This week, I learned about channel separated convolution method and try to bring some idea from this paper to be applied in our work. First, I would like to discuss about the paper and give some comments afterward.
As we know that training video in huge dataset is relatively expensive, especially for 3D convolution network. Current 3D CNNs have complexity O(CTWH) as opposed to the cost of group convolution O(CWH), where T refers to the number of frames, H,W,C are the spatial dimension and number of channel, respectively.
On the other hand, group convolution has been shown to reduce the computational cost in various convolutional network for image classification. Hence, what if we apply into video classification? Also what factors matter the most in 3D group convolution architecture? and finally what are the best trade-offs between computation and the accuracy with 3D convolutinal architectures?
In this paper, it shows that the amount of channel interactions is a crucial to attain the optimal accuracy of 3D group convolutional networks. Two main things, first, it as a good practice to factorize 3D convolutions by separating channel interactions and spatiotemporal interactions. This can reduce the complexity while still keep a good accuracy. Second, 3D channel-separated convolutions provide a form of regularization, which can make the network achieve better accuracy in testing even attain lower accuracy during training. Hence, as conclusion, this paper propose Channel Separated Network (CSN), which is simple yet efficient by designing the network based on those findings.
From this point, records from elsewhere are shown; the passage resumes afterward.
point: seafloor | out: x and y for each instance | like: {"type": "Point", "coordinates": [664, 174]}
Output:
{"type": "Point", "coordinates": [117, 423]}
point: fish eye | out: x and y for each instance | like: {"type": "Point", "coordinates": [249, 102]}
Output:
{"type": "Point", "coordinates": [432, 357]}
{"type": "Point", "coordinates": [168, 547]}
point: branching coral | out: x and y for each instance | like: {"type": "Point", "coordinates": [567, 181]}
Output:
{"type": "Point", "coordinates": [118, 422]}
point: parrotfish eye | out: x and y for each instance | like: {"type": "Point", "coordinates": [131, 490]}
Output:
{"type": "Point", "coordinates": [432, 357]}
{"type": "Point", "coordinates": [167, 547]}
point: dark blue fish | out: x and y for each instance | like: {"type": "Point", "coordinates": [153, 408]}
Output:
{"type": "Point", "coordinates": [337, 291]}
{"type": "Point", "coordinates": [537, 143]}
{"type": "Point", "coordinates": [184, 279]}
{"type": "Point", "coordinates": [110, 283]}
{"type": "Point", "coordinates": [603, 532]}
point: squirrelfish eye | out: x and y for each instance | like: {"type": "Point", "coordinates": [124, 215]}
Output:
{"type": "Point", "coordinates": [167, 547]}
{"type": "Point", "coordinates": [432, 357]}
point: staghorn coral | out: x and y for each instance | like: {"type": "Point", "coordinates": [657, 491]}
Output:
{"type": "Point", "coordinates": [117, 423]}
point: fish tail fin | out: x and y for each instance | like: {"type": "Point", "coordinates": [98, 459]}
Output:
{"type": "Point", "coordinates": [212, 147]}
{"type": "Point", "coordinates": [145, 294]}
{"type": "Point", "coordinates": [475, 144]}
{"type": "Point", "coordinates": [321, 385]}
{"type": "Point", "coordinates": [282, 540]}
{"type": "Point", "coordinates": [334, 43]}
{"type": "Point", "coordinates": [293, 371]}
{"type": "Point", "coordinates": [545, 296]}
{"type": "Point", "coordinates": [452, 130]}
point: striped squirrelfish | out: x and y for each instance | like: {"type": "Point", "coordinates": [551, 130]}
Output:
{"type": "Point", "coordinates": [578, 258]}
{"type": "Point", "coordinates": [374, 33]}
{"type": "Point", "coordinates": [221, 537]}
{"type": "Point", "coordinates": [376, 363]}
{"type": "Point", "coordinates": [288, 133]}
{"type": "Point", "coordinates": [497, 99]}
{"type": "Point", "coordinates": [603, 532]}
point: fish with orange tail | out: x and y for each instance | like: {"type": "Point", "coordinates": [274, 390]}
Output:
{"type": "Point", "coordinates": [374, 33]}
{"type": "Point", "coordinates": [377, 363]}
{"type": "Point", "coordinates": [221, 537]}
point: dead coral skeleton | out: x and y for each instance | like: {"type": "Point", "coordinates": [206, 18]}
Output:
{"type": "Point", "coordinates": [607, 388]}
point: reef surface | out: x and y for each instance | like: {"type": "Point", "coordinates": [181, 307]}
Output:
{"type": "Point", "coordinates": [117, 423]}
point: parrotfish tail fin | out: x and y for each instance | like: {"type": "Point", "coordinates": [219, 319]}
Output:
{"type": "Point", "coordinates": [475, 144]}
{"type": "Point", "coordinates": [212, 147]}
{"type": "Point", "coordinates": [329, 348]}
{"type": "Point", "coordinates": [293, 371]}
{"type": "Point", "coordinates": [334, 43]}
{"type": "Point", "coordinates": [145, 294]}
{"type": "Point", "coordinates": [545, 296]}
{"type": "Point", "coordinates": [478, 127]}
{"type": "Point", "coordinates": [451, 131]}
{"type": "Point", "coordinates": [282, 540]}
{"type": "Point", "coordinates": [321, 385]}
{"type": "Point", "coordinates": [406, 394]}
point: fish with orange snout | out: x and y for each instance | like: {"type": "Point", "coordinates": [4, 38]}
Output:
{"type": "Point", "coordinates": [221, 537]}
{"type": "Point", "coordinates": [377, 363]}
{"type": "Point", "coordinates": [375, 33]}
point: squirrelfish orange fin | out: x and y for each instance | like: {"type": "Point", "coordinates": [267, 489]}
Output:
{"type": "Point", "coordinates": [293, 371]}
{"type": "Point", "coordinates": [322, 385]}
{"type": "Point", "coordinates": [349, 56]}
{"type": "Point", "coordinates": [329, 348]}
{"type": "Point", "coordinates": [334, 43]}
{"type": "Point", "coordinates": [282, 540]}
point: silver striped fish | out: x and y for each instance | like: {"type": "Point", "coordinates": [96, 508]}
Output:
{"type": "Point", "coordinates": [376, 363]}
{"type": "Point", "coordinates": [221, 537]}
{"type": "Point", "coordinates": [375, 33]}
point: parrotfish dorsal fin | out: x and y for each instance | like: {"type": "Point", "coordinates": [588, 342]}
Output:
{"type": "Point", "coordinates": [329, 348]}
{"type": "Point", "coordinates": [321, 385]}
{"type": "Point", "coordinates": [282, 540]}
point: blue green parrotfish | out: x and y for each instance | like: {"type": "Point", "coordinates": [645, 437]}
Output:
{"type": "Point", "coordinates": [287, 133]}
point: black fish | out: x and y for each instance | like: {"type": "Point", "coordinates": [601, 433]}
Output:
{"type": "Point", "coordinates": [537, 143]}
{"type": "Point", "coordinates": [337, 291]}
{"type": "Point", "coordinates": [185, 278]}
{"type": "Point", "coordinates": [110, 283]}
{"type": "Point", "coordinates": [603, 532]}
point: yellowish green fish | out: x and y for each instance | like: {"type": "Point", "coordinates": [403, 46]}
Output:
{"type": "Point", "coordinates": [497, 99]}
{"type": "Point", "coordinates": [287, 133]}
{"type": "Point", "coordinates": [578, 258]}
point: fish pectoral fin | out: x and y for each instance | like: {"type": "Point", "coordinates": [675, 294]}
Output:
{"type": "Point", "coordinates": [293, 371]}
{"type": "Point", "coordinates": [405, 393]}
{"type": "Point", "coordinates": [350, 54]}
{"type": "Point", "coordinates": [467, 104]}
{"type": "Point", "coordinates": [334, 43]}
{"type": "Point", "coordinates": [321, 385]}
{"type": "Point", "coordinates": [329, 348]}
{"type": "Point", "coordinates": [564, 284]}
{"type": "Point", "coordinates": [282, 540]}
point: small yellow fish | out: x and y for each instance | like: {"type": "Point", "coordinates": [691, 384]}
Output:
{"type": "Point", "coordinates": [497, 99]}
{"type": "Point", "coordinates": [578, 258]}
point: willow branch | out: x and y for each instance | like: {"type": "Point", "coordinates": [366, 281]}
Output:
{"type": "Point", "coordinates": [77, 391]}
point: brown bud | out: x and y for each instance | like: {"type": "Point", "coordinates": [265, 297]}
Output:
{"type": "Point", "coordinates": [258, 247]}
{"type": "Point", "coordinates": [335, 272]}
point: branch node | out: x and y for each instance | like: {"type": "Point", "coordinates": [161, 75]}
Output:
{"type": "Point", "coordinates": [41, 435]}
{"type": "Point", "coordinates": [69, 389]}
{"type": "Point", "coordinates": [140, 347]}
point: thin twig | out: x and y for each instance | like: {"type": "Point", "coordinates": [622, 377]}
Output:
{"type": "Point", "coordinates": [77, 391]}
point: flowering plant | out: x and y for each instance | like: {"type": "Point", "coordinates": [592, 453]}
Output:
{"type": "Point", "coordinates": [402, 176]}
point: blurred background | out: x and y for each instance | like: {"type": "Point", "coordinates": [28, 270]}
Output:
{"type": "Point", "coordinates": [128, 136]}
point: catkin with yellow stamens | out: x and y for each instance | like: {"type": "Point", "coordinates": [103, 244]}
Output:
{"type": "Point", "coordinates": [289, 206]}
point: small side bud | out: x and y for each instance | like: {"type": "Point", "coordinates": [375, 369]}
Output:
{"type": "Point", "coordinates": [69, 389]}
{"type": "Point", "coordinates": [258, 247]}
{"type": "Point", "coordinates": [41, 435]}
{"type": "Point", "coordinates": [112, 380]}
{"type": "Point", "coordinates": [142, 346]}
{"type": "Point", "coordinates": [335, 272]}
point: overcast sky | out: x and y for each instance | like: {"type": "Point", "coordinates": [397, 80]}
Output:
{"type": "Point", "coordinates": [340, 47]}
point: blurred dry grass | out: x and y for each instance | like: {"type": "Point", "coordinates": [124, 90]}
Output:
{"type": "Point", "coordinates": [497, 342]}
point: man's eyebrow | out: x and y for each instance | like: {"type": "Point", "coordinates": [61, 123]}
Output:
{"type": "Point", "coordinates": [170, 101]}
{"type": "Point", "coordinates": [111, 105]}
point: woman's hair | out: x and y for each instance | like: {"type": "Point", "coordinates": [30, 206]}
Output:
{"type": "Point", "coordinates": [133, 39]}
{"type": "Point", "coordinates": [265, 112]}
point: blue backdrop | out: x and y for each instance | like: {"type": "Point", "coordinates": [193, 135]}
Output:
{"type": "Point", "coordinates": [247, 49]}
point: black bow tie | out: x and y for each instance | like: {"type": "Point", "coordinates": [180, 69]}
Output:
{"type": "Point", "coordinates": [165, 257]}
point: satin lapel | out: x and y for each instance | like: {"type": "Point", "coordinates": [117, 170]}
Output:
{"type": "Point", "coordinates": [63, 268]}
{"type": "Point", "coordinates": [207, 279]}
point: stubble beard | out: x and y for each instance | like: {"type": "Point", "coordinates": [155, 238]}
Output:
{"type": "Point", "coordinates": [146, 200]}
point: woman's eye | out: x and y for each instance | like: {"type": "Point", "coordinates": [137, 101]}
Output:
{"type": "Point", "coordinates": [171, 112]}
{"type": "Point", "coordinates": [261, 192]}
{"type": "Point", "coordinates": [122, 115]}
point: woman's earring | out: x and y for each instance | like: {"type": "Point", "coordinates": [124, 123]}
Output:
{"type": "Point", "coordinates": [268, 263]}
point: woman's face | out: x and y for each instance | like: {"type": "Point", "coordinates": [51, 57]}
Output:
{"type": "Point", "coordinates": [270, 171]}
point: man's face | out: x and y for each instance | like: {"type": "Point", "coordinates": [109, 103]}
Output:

This network is trained on Sports1M, Kinetics, and Something-Something datasets. These three datasets are considered as huge dataset.
In CSN, all operation are separated into either pointwise 1×1×1 or depthwise 3×3×3 convolutions. With this scheme, it can reduce FLOPs and parameters as long as high values of channel interaction are retained. It proposes two factorizations, which we call interaction-reduced and interaction-preserved. It is interesting to know that this scheme can
outperform or are comparable with the current state-of-the art methods on Sports1M, Kinetics, and Something-Something while being 2–3 times faster.
For better understanding, I would like to discuss about channel separation in more detail here. Fig. 1 shows the differences among 3D convolution networks.
As shown there, convolutional filters can be partitioned into groups with each filter receiving input from channels only within its group. (a) A conventional convolution, which has only one group. (b) A group convolution with 2 groups. (c) A depthwise convolution where the number of groups matches the number of input/output filters, i.e., each group contains only one channel. Figs. 2, 3, and 4 show about the ResNet development for channel separation convolution.
For my comments, I think we can try to use or modify CSN rather than use I3D. This is because CSN can achieve acceptable result while reduce the training time 2-3 times. Also, CSN seems more compact compared to I3D. The third concern, the current state-of-the-art methods are use depth-wise approaches instead traditional 3D convolution.